Further, the heat-insulation container wall 12 of the thermal-insulation container 1 that surrounds the storage chamber 11 is a thermal insulation structure having a thermal insulation foam layer 121 stuffed therein, as shown in FIG. 3. The thermal insulation foam layer 121 is made from a polymeric plastic material, for example, polystyrene foam. By means of the thermal insulation foam layer 121, the heat-insulation container wall 12 prevents dissipation of the low temperature of the stored ice cubes (cooling bags or any other low-temperature materials) 30, prolonging the refrigerating performance. Further, as shown in FIG. 5, the heat-insulation container wall 12 can be configured having an internal vacuum insulation space 122. By means of the internal vacuum insulation space 122, the heat-insulation container wall 12 prevents dissipation of the low temperature of the stored ice cubes (cooling bags or any other low-temperature materials) 30, prolonging the refrigerating performance.

Although particular embodiments of the invention have been described in detail for purposes of illustration, various modifications and enhancements may be made without departing from the spirit and scope of the invention. Accordingly, the invention is not to be limited except as by the appended claims.

Claims

1. A moistureless cooling device for a mobile refrigerator, comprising:

a thermal-insulation container comprising a storage chamber adapted for storing low temperature substances, a heat-insulation container wall surrounding said storage chamber, an opening in communication with said storage chamber, and a container cover covering said opening;

an air heat exchanger unit comprising a flow-guide conduit extending through and isolated from said storage chamber, said flow-guide conduit having an air inlet and an air outlet respectively disposed outside said storage chamber of said thermal-insulation container; and

an air supply unit installed in one of the air inlet and air outlet of said flow-guide conduit of said heat exchanger unit for delivering outside air through said flow-guide conduit to transfer low temperature from the low temperature substances stored in said storage chamber of said thermal-insulation container to an enclosed space in said mobile refrigerator.

2. The moistureless cooling device as claimed in claim 1, wherein said flow-guide conduit is a coil conduit defining therein a detour flow passage.

3. The moistureless cooling device as claimed in claim 1, wherein said heat exchanger unit comprises a first thermal conduction structure in contact with the metal flow-guide conduit and disposed in said storage chamber of said thermal-insulation container.

4. The moistureless cooling device as claimed in claim 3, wherein said first thermal conduction structure comprises a plurality of radiation fins extending from the periphery of said flow-guide conduit and suspending in said storage chamber of said thermal-insulation container.

5. The moistureless cooling device as claimed in claim 1, wherein said heat exchanger unit comprises a second thermal conduction structure disposed on the inner periphery of said flow-guide conduit.

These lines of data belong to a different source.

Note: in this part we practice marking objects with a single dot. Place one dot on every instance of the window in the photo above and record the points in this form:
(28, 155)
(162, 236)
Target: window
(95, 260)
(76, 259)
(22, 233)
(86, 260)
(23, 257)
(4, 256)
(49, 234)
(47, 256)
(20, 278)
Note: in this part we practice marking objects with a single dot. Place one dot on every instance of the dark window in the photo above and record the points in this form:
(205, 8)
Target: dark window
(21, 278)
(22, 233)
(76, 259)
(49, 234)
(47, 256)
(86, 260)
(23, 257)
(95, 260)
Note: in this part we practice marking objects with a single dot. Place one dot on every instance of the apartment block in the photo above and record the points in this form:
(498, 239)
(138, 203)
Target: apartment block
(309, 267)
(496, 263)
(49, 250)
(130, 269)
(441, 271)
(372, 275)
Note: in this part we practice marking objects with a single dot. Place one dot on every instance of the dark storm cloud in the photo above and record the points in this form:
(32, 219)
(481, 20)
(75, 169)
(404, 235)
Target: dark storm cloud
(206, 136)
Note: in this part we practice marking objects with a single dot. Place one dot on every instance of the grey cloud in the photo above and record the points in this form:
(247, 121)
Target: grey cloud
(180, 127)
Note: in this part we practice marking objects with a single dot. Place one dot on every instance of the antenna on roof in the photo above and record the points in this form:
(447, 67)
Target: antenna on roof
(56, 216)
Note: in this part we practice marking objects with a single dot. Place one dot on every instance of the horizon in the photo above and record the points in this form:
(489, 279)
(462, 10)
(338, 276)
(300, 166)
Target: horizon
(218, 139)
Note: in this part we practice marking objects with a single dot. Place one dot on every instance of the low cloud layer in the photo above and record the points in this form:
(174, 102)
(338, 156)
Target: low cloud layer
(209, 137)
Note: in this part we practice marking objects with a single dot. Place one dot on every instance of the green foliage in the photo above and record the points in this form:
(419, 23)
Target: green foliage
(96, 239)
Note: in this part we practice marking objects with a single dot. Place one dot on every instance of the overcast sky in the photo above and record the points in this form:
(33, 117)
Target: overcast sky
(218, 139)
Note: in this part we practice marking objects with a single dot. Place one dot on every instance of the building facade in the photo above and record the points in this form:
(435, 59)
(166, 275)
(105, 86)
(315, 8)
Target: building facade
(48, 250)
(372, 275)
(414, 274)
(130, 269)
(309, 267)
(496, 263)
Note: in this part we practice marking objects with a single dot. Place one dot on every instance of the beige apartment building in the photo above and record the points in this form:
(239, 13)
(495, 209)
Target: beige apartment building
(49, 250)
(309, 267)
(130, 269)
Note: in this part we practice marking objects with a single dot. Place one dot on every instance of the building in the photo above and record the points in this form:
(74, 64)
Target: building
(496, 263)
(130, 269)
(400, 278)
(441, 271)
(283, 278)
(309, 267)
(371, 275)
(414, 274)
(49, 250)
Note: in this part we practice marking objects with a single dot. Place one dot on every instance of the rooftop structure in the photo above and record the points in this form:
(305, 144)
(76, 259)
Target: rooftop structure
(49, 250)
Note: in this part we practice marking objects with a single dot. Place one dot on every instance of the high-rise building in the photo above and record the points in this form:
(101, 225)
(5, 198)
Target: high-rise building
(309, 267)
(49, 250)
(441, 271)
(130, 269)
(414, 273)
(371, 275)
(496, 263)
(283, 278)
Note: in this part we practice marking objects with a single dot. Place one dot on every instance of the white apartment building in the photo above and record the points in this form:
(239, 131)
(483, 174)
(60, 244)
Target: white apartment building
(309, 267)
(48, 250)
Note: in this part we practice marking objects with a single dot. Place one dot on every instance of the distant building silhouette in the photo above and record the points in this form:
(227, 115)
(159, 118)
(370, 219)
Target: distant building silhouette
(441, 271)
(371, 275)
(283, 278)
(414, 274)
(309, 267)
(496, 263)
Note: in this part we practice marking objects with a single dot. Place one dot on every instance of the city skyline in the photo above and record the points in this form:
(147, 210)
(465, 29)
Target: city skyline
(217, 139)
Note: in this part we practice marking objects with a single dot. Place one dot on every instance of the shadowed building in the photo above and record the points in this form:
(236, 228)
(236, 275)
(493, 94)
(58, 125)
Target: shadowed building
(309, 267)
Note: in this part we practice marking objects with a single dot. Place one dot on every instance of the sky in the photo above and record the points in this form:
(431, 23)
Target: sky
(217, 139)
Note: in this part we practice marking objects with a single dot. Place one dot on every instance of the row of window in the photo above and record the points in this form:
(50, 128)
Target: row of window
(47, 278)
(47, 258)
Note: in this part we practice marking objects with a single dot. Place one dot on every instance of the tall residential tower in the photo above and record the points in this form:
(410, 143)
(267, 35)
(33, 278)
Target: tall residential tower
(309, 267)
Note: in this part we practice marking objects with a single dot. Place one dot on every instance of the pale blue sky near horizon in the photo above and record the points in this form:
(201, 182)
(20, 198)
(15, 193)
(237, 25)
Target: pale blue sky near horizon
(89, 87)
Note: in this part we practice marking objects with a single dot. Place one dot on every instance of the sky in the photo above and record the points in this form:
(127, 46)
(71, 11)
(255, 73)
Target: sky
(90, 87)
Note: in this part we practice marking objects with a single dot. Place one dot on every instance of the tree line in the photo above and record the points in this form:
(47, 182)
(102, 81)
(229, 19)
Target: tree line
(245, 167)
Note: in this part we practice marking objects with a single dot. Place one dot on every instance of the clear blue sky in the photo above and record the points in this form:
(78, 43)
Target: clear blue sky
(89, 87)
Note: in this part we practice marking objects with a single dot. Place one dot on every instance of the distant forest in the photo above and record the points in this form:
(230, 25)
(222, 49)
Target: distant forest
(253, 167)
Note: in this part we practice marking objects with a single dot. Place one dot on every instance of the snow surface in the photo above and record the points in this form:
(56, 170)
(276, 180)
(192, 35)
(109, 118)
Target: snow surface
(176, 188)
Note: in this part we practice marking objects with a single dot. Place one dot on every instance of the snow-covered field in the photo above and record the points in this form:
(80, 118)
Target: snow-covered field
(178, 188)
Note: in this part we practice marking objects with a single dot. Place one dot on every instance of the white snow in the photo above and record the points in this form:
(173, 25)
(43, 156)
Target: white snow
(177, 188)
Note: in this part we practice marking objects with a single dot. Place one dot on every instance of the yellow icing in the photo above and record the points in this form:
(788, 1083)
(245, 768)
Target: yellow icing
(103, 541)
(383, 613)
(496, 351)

6. The moistureless cooling device as claimed in claim 5, wherein said second thermal conduction structure comprises a plurality of radiation fins extending from the inner peripheral wall of said flow-guide conduit and suspending inside said flow-guide conduit.

7. The moistureless cooling device as claimed in claim 5, wherein said second thermal conduction structure further comprises at least one thermal conduction tube arranged in said flow-guide conduit, each said thermal conduction tube having at least one of two opposite ends thereof kept in communication with said storage chamber for receiving the supplied low temperature substances.

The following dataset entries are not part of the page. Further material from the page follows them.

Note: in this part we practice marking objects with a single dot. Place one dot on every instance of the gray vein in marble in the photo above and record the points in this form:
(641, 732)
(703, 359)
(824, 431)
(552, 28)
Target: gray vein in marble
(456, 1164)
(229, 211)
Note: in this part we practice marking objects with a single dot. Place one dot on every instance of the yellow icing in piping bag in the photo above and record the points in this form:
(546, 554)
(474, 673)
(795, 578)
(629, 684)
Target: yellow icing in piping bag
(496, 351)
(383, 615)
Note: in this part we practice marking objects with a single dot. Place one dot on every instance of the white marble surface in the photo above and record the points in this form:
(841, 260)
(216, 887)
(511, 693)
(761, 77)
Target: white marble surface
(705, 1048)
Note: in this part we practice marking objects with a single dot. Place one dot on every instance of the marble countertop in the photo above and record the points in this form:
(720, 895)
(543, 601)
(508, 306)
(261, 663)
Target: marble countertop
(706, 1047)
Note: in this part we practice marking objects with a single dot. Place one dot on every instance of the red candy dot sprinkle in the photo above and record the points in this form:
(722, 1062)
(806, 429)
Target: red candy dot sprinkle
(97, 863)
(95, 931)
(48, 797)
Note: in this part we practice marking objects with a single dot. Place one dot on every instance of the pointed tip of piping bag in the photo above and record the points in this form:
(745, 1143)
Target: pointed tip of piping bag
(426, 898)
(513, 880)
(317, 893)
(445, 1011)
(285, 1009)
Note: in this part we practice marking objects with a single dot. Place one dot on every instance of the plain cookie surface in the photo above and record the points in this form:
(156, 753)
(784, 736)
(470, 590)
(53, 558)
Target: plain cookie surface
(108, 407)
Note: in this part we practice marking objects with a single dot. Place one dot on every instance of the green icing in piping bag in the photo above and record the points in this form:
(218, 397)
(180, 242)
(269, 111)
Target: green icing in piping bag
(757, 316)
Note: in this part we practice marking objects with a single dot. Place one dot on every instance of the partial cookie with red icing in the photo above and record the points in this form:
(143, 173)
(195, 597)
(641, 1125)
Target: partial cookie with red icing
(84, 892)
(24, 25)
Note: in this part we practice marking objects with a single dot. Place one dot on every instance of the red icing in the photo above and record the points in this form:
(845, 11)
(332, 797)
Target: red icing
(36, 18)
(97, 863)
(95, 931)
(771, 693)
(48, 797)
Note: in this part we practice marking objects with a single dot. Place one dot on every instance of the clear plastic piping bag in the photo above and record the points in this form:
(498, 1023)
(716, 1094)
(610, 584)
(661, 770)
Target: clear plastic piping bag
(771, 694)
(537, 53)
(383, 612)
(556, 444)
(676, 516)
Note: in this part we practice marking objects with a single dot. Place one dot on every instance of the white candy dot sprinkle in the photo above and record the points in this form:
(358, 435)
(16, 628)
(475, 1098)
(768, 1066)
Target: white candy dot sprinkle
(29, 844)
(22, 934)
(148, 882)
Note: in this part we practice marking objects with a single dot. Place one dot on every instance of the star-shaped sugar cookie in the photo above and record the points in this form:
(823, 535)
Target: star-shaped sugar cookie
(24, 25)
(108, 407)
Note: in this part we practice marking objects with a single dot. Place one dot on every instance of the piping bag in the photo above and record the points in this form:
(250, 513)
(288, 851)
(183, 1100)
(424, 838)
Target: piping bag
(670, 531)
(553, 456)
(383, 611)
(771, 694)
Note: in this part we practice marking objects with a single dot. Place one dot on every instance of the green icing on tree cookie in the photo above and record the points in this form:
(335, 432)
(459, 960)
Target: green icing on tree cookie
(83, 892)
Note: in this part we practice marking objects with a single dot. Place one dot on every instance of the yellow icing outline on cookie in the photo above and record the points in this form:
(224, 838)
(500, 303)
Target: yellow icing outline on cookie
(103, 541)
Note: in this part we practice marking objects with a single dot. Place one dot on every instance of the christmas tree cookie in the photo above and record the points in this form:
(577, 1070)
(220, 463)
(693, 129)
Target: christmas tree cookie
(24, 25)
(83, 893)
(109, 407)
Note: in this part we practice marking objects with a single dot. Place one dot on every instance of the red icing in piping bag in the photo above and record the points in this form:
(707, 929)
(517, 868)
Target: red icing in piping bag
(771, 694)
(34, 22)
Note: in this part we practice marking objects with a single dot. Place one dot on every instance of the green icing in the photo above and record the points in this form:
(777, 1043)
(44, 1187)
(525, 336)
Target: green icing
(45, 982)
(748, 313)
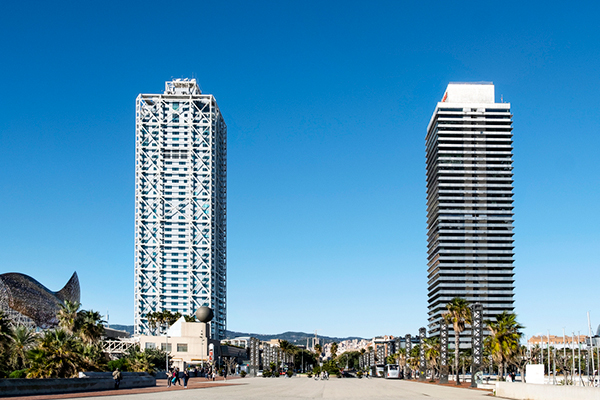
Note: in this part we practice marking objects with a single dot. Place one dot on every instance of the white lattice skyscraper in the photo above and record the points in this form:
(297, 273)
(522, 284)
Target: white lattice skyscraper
(180, 207)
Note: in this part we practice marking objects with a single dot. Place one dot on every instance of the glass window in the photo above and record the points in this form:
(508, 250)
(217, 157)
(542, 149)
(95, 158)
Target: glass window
(182, 347)
(165, 347)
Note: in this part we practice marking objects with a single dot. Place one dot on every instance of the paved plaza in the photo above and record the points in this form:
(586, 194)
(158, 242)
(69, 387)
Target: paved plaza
(305, 388)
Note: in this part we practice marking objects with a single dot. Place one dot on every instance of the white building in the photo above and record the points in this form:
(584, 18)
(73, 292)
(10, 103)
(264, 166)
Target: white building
(180, 205)
(470, 202)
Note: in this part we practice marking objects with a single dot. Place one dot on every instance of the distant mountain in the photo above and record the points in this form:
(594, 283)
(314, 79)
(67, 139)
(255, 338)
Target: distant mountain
(292, 337)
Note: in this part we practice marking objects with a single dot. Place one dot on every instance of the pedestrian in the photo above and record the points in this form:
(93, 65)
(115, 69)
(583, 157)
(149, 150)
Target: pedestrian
(177, 376)
(186, 377)
(117, 376)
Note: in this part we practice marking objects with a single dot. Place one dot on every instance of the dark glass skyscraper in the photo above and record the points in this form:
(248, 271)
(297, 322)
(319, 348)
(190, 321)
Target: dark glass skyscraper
(470, 202)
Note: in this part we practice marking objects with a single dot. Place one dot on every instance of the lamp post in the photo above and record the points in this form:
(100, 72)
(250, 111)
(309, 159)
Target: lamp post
(167, 354)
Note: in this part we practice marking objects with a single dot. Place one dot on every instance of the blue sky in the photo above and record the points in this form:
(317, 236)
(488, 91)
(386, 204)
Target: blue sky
(327, 105)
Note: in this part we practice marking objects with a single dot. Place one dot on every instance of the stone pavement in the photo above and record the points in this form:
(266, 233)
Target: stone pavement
(305, 388)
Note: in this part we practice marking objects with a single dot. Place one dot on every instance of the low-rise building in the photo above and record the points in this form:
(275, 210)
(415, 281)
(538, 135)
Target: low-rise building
(187, 342)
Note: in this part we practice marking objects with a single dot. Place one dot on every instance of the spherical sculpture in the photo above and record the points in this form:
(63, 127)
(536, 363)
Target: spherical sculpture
(204, 314)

8. The moistureless cooling device as claimed in claim 7, wherein said second thermal conduction structure further comprises a plurality of radiation fins extending from the periphery of each said thermal conduction tube and suspending in said flow-guide conduit.

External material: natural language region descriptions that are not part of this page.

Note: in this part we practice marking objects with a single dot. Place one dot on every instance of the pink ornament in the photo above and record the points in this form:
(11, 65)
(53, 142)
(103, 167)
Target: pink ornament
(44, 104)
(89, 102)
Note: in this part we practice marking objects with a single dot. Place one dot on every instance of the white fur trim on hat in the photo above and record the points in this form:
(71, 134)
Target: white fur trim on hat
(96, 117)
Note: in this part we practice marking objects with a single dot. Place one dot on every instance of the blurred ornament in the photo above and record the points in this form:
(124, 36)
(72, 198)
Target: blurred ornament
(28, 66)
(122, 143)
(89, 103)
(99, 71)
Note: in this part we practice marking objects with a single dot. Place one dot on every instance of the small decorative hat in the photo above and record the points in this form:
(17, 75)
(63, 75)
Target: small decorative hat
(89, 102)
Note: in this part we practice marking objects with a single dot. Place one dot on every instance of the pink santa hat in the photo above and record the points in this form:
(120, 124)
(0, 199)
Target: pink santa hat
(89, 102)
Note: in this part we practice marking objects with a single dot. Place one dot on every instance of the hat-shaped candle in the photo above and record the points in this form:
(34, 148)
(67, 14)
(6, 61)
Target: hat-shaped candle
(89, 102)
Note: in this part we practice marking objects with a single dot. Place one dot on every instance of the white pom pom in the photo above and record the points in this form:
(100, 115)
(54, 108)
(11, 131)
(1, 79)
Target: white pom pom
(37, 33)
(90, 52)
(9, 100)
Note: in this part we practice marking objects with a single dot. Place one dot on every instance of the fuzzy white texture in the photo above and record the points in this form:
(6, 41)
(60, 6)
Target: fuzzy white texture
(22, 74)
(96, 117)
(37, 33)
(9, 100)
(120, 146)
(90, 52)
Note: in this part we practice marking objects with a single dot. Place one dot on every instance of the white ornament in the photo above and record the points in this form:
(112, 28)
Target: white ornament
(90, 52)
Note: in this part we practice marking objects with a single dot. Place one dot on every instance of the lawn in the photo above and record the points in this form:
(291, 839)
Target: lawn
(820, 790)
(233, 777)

9. The moistureless cooling device as claimed in claim 1, wherein said heat-insulation container wall of said thermal-insulation container comprises a thermal insulation foam layer stuffed therein.

10. The moistureless cooling device as claimed in claim 1, wherein said heat-insulation container wall of said thermal-insulation container has an internal vacuum insulation space defined therein.